Take a look at Tivoli’s Andiamo wireless speaker from afar, and you would be forgiven for thinking that this is a Bang & Olufsen product. This is a lovely little piece of kit, made from lightweight but tough aluminium with leather trimmings, and nicely put together.
It’s the type of ‘lifestyle’ product that we at What Hi-Fi? can sometimes struggle with when coming up with a star rating. After all, how much a product’s ‘style’ is worth to someone can be decided only by the individual, of course. We rate products on a sound per pound basis, which makes reviews of such lifestyle products tricky.
Anyway, that caveat noted, let’s dive in – “Andiamo” means “let’s go” in Italian, after all.
Build & features
Tivoli Andiamo tech specs
Wireless Bluetooth 3.0
Battery life 20 hours
Aux in 3.5mm
Full-range driver 6.5cm
Passive driver 7.7cm
DSP equalization 24-bit
Under that aluminium casework lies a 6.5cm full-range driver and a 7.7cm passive driver to aid bass reproduction. The Andiamo uses 24-bit DSP equalization in a bid to get the best from your music streams.
At its heart, this is a basic Bluetooth speaker, with no frills or added extras. It’s a reasonably small metal puck – 135mm in diameter and 55mm high. There is a 3.5mm aux-in socket for hard-wiring external sources, and the power socket for charging the battery – which is good for a claimed 20 hours of playback.
Your main means of access to the Andiamo, though, will be via Bluetooth – it uses Bluetooth 3.0, which means it picks up your source promptly once it’s turned on.
Control buttons are hidden neatly beneath the tooled leather strap. There are embossed icons on the strap for volume up, volume down, power and Bluetooth pairing. A push on each will activate the control hidden beneath the leather.
Set-up is simple and, though this speaker is intended to be carried around – the strap is looped for easy portability – it is also designed to be right at home sitting on a table or shelf. There is a rubberised ring on its underside, upon which the Andiamo sits, and which indicates that this is the preferred way to listen to the little speaker.
We link to the Andiamo via Bluetooth with our MacBook Pro, put the unit on a shelf near a wall, and fire up Tidal. And we are immediately impressed with what we hear. It may be relatively small in stature, but the Andiamo is certainly able to pack a sonic punch – and produces a sound way larger than you might have thought.
It hasn’t just got decent power, though. This is a focused, snappy balanced sound, that makes for a really enjoyable listen. Bass is agile, but not overplayed, and the overriding impression here is of a speaker that knows its business – everything hangs together beautifully, timing is great, and it’s all truly musical.

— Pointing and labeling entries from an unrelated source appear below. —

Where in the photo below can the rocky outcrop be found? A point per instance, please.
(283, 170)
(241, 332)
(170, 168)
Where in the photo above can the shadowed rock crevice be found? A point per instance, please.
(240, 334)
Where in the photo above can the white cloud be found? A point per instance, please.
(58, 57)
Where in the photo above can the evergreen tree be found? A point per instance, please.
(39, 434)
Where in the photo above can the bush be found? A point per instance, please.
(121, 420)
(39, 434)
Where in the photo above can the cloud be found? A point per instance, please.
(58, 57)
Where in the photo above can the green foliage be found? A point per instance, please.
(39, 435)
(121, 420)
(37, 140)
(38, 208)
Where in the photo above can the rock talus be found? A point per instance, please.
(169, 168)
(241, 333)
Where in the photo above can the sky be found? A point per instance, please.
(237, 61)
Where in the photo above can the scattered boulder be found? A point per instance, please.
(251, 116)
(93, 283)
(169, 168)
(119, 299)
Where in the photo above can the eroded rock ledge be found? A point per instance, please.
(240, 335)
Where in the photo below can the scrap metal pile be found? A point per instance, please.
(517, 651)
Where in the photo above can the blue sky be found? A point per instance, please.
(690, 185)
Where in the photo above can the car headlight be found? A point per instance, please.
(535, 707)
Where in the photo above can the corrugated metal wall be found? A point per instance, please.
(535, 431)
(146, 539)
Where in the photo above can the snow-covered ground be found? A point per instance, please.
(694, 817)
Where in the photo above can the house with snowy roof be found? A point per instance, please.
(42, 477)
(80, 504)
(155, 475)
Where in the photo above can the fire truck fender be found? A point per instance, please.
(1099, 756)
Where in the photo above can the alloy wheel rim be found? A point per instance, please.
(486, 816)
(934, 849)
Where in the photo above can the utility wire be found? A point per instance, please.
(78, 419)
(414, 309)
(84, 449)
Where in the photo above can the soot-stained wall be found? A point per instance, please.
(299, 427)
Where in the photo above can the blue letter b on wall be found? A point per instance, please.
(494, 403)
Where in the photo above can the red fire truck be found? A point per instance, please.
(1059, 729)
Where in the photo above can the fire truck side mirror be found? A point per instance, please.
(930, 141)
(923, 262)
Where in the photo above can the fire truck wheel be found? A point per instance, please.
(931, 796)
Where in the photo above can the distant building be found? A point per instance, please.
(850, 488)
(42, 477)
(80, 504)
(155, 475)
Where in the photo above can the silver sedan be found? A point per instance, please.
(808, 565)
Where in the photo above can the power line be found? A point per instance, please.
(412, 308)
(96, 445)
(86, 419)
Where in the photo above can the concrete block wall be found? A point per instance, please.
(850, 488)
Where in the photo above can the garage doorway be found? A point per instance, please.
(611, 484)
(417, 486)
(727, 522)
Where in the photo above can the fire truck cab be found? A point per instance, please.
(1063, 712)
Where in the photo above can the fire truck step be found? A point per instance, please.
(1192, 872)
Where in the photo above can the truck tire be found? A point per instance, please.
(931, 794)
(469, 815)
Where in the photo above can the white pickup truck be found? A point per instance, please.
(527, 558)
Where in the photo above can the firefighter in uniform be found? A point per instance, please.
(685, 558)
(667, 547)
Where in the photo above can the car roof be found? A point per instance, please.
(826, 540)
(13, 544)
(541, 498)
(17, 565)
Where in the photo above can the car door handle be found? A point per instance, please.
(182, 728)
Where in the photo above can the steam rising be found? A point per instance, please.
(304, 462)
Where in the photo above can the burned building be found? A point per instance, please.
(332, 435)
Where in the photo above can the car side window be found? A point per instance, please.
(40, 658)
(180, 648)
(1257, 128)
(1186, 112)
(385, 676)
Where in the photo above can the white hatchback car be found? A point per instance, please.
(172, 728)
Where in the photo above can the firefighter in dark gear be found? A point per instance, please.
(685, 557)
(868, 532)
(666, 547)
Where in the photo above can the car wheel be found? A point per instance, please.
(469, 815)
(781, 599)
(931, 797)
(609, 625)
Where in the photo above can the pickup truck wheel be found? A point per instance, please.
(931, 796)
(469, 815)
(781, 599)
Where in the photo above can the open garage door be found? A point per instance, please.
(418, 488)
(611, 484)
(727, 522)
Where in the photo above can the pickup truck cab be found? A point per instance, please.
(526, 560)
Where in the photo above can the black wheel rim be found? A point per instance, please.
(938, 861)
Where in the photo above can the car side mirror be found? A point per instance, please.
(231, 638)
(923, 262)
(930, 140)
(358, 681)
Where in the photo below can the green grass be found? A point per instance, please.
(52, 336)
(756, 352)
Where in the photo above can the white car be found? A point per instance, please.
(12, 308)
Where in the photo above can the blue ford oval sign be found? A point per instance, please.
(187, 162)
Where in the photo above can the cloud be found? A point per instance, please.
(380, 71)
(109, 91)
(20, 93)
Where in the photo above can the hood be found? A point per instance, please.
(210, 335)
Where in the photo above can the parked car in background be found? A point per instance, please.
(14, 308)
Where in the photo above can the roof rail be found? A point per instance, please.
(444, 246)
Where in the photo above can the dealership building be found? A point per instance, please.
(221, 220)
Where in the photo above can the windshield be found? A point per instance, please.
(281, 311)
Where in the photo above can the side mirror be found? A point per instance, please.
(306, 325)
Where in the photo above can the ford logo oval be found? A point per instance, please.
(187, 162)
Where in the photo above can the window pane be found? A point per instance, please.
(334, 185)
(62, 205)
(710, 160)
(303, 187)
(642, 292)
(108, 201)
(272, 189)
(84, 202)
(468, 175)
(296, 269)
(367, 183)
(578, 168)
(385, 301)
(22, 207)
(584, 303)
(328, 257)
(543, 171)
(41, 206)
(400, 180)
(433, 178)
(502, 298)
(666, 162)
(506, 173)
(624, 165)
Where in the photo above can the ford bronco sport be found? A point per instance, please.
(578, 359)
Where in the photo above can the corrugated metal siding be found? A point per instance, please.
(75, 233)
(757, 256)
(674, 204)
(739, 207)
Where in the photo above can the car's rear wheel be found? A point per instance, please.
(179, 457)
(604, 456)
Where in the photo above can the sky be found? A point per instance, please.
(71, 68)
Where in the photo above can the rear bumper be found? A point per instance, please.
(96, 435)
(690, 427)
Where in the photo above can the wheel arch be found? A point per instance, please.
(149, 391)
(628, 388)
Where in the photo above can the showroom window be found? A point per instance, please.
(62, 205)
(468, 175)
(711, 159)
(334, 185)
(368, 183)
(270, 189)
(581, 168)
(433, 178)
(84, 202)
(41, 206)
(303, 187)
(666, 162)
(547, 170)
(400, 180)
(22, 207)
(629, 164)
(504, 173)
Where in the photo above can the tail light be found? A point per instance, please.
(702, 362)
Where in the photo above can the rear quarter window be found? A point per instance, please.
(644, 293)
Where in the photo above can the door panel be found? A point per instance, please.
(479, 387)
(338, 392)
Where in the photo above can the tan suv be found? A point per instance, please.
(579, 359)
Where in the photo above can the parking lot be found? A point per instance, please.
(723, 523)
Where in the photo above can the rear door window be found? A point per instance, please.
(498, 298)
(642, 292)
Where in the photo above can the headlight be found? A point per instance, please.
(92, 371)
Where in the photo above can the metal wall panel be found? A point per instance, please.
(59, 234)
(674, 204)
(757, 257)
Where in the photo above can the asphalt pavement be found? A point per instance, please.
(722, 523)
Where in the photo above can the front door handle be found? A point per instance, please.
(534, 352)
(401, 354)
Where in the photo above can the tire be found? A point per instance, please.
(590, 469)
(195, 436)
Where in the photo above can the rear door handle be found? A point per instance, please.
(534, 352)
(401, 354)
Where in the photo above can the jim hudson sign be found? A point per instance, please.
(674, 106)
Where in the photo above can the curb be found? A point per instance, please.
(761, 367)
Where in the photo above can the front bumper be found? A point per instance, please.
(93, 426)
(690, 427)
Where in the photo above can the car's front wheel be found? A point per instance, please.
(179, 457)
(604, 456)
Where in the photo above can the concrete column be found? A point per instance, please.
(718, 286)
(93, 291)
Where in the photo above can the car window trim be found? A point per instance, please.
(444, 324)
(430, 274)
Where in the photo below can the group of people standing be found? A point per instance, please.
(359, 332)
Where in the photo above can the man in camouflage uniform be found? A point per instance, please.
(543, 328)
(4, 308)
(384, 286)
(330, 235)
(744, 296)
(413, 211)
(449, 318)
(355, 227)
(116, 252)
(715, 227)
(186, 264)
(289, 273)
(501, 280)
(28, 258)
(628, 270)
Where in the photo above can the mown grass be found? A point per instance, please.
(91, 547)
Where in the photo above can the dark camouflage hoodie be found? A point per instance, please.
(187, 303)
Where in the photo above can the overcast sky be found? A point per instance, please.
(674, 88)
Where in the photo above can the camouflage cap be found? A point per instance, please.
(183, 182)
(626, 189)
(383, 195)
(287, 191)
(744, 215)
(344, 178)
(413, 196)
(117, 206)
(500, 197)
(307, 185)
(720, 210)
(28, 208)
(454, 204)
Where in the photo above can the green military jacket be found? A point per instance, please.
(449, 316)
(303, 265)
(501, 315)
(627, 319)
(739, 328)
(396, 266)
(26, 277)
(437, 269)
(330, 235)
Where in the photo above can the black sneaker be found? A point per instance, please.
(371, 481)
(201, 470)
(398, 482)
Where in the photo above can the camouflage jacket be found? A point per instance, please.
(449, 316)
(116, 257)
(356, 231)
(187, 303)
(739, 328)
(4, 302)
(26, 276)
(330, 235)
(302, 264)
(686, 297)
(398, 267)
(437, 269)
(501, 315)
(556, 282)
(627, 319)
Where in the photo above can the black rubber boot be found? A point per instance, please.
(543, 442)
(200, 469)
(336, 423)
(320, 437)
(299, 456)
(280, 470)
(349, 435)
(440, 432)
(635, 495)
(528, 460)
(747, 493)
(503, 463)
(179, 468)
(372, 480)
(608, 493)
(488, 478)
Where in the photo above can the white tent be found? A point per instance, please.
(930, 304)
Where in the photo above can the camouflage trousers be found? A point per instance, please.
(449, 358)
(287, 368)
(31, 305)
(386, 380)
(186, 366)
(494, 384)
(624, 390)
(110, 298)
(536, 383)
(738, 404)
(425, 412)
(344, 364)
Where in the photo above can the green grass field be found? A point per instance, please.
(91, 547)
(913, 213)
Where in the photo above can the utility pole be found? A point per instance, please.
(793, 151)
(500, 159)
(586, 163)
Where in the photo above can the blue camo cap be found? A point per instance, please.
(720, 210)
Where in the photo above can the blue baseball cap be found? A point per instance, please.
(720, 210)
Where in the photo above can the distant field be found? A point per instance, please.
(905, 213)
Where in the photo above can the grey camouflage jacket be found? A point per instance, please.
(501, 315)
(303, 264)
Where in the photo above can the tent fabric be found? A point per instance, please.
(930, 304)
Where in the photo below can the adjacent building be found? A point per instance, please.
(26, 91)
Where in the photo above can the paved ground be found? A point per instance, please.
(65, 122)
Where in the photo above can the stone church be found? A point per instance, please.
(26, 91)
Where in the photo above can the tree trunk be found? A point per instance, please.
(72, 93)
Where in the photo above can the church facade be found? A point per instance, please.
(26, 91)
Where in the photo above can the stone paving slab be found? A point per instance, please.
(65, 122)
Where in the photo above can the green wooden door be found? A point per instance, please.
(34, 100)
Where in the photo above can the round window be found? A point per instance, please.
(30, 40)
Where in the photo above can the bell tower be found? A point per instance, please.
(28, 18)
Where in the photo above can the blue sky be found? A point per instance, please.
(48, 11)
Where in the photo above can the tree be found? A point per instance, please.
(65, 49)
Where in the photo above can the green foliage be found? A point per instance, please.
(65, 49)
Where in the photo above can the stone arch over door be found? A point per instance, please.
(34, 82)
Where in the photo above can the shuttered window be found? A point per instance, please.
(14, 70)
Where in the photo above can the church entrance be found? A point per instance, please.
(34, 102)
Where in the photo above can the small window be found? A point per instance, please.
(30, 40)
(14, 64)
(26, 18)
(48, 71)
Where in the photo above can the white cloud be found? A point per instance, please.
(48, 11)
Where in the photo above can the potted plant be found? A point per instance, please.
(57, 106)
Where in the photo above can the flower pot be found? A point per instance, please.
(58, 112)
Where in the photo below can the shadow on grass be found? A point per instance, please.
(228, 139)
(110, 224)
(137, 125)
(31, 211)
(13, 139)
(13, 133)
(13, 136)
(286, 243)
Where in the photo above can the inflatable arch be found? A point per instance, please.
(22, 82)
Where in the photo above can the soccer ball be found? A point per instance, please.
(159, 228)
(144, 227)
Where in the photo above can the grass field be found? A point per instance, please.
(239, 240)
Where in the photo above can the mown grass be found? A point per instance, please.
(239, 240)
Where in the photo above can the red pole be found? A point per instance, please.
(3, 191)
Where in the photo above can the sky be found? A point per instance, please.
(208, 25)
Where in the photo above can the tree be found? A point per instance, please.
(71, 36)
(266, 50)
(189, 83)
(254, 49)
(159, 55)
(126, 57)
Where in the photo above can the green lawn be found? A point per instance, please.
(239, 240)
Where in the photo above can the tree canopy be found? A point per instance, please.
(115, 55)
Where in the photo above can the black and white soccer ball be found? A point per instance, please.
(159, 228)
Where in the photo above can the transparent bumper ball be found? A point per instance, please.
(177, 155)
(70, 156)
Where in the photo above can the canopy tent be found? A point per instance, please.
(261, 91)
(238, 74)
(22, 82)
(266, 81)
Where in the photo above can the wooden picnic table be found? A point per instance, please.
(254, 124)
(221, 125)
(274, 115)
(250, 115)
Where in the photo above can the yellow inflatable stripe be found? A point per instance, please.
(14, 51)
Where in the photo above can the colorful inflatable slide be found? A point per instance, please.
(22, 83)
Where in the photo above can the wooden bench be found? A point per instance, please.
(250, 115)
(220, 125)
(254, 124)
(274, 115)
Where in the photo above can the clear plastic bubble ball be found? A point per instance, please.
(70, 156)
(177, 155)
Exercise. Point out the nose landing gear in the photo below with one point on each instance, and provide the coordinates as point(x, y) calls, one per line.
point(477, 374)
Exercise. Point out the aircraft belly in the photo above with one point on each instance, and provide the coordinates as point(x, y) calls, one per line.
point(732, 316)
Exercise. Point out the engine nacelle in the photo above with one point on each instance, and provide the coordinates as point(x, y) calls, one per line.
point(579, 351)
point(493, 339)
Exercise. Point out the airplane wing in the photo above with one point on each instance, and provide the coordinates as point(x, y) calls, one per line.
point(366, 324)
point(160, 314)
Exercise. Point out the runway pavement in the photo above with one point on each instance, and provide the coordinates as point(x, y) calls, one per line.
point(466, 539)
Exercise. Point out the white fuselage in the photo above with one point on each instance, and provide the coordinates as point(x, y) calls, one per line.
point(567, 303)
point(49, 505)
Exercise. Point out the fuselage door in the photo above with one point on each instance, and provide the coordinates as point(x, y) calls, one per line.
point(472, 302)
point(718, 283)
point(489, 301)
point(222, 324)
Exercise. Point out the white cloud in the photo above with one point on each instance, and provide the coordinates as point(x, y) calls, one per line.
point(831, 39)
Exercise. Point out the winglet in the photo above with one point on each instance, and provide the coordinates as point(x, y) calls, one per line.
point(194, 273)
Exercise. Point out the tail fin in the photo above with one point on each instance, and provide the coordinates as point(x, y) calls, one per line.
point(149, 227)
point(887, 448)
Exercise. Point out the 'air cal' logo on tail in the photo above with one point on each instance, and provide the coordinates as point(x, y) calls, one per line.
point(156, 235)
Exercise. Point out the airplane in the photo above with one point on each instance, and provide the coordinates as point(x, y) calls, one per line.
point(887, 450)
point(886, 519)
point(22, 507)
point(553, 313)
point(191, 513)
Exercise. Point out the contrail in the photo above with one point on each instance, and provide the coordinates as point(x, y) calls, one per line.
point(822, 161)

Nothing in the sonic spectrum stands out to the detriment of anything else, but voices are handled particularly well – Whitney Houston’s I Wanna Dance With Somebody brings a smile to the face and a tap to the toe with the sheer exhuberance of her performance.
It’s a level of performance and articulation that is hard to find for this money – and it manages to convey the excitement of a track with apparent ease.
Before we get too carried away, it’s worth reiterating that this is a relatively small speaker and, as such, cannot possibly provide the sort of bass reproduction that a bigger unit can. When we hold the Andiamo by its handle – and in doing so taking away the reinforcement of a nearby wall – the sound suffers accordingly. It still provides a snappy, fun sound, but it’s undoubtedly at its best on a solid surface.
The Tivoli Andiamo manages to pull off the seemingly impossible, by being a beautifully put together ‘lifestyle’ product while at the same time providing a sound that comfortably matches its price. And that, we confess, is not something we thought we’d be saying when we took the little aluminium puck out of its box.